# hapkido class format



## ajs1976 (Nov 4, 2004)

do you have a format that you follow for a typical class session?


----------



## kwanjang (Nov 4, 2004)

IMHO, it is essential to have a class plan if you hope to teach required material for advancement.  It would take far too much time for me to post a class outline, suffice it to say it is closely related to the rank and material the particular students in class have or require.

I spend considerably more time repeating material during the first six months than I do later, as learning the basics properly are the most important thing.  All other technique depends on good basics, and NOT having good basics by six months often results in students NEVER being able to change bad habits.  There is only a small window of opportunity that has new students excited enough to accept repetition drills, before they become bored stiff.  

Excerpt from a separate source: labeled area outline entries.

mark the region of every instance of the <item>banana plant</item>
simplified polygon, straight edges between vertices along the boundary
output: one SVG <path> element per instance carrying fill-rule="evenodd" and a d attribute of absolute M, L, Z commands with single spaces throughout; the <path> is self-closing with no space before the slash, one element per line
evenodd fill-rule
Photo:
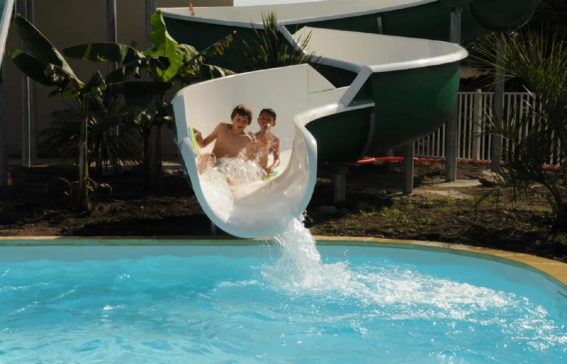
<path fill-rule="evenodd" d="M 183 85 L 193 81 L 234 74 L 230 70 L 207 64 L 205 58 L 223 54 L 235 32 L 200 52 L 188 44 L 178 44 L 170 35 L 160 10 L 152 15 L 151 24 L 153 31 L 149 37 L 154 45 L 143 52 L 124 44 L 109 42 L 83 44 L 66 48 L 62 52 L 75 59 L 115 62 L 120 65 L 107 76 L 105 81 L 109 90 L 123 95 L 130 107 L 131 119 L 142 135 L 146 189 L 162 191 L 162 130 L 163 125 L 172 127 L 174 117 L 171 105 L 164 102 L 166 93 L 175 81 Z M 151 81 L 129 80 L 130 76 L 141 78 L 141 72 L 144 71 L 150 75 Z M 156 144 L 151 169 L 149 139 L 154 127 L 156 129 Z"/>
<path fill-rule="evenodd" d="M 31 53 L 20 49 L 9 52 L 16 66 L 38 83 L 54 87 L 50 97 L 74 99 L 80 105 L 82 122 L 78 143 L 79 181 L 71 192 L 74 206 L 81 211 L 88 210 L 91 205 L 88 199 L 87 124 L 91 113 L 104 110 L 100 95 L 106 88 L 105 80 L 100 72 L 96 72 L 88 82 L 82 82 L 59 51 L 25 18 L 16 14 L 12 21 Z"/>

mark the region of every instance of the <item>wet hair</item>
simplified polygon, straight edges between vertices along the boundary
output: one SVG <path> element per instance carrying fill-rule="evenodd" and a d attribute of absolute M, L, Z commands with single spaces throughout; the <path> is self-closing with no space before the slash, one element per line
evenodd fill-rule
<path fill-rule="evenodd" d="M 273 109 L 262 109 L 262 111 L 260 112 L 260 114 L 258 114 L 258 116 L 260 116 L 263 113 L 265 113 L 272 117 L 272 118 L 276 121 L 276 112 L 274 111 Z"/>
<path fill-rule="evenodd" d="M 250 110 L 250 108 L 246 105 L 241 104 L 234 108 L 234 110 L 232 110 L 232 113 L 230 114 L 231 120 L 234 119 L 234 117 L 237 115 L 248 118 L 248 125 L 252 123 L 252 110 Z"/>

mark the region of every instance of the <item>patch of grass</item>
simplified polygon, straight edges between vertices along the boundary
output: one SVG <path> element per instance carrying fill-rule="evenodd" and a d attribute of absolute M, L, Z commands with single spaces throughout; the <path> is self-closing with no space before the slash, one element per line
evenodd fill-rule
<path fill-rule="evenodd" d="M 350 220 L 346 222 L 346 225 L 351 229 L 362 229 L 363 227 L 358 220 Z"/>
<path fill-rule="evenodd" d="M 450 205 L 454 205 L 457 203 L 457 199 L 454 197 L 447 197 L 445 201 Z"/>
<path fill-rule="evenodd" d="M 375 216 L 379 213 L 379 212 L 374 209 L 372 209 L 372 211 L 370 212 L 366 212 L 366 211 L 363 211 L 362 210 L 359 211 L 360 211 L 360 215 L 362 215 L 361 219 L 364 217 L 370 217 L 370 216 Z"/>
<path fill-rule="evenodd" d="M 433 225 L 436 223 L 432 219 L 420 219 L 417 222 L 420 225 Z"/>
<path fill-rule="evenodd" d="M 384 216 L 387 222 L 399 223 L 408 222 L 408 219 L 405 217 L 405 213 L 397 208 L 384 207 L 380 211 L 380 213 Z"/>

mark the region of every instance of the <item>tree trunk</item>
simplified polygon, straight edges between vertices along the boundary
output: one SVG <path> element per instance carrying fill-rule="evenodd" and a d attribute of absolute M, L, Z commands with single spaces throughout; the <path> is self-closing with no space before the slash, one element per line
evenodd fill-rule
<path fill-rule="evenodd" d="M 158 192 L 163 192 L 163 168 L 162 159 L 162 129 L 163 125 L 156 125 L 155 133 L 155 153 L 154 155 L 154 186 Z"/>
<path fill-rule="evenodd" d="M 140 129 L 143 138 L 143 172 L 146 177 L 146 191 L 150 189 L 150 132 L 151 129 Z"/>
<path fill-rule="evenodd" d="M 99 178 L 103 175 L 103 143 L 101 142 L 99 142 L 95 148 L 96 148 L 96 160 L 95 162 L 96 168 L 95 169 L 95 178 Z"/>
<path fill-rule="evenodd" d="M 88 107 L 88 100 L 86 101 Z M 87 160 L 87 123 L 88 122 L 88 112 L 87 108 L 83 108 L 84 115 L 83 123 L 81 127 L 81 142 L 79 143 L 79 196 L 75 201 L 76 207 L 80 211 L 86 211 L 88 209 L 88 189 L 87 183 L 88 183 L 88 163 Z"/>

I follow a simple plan.  A student MUST show me consistent proper application of whatever basic skill I teach them before I give them the next thing.  This makes good progress dependent on their OWN desire to learn new things... the ball is clearly in their park.  Lastly, our requirements to eight dahn are clearly outlined and placed on the Dojang wall.  EVERY student can see what needs to be done to earn their next rank.


----------



## ajs1976 (Nov 4, 2004)

Sorry, i didn't mean for a period of time, but for one class.

Something like what my master uses for TKD class:

Bow in
Warmup / stretching
Kicking Drills
Forms
One-step
Hosinsul
Something Extra
Bow out

We don't follow that for every class, but that seems like the normal format.


----------



## Paul B (Nov 4, 2004)

Here's a typical class....

Bow in
Stretching
Falling
Kicks/Strikes
Technique
Cool down/questions
Bow out

Technique is where we spend the most time,we only stretch and fall for about 15-20 min. because we usually like to get a lot of reps in technique.


----------



## ajs1976 (Nov 4, 2004)

Thanks.

How long is a typical class?


----------



## Paul B (Nov 4, 2004)

Depends on the day,usually 1.5 to 2 hrs.


----------



## kwanjang (Nov 4, 2004)

Typical class for adults is 1.5 - 2 hours long depending on rank and time needed to get the material across... higher rank needs more time:

Bow in
Mohm Puhl Ki
Hyung (in four directions)
Stretching (now we are ready for that)
Johk sool and soo ki
Bag work
nak bup
Koong joong hae jun
Ho shin sool
Mooki Sool
Cool down/questions
Bow out


----------



## glad2bhere (Nov 5, 2004)

If you are speaking of the typical Hapkido class, we usually breakdown this way---- in quarters. 

The first 25% or about 30 min is warm-up including breakfalls and rolling practice. 

The second 25% is concussive techniques including bagwork, or hyung, one-steps, combinations and drills. 

The third 25% is grappling which includes cataloging set orders of techniques, introducing new material, reviewing old techniques. 

The last 25% is practicum wherein we take what was done for the day and apply it in creative situations, practice variations of techniques or perform special drills involving concussive and grappling techniques. For higher ranks who are working on weapons this is the time that they breakoff and work those weapons as the weapon would inter-relate to MTHand material. FWIW. 

Best Wishes, 

Bruce


----------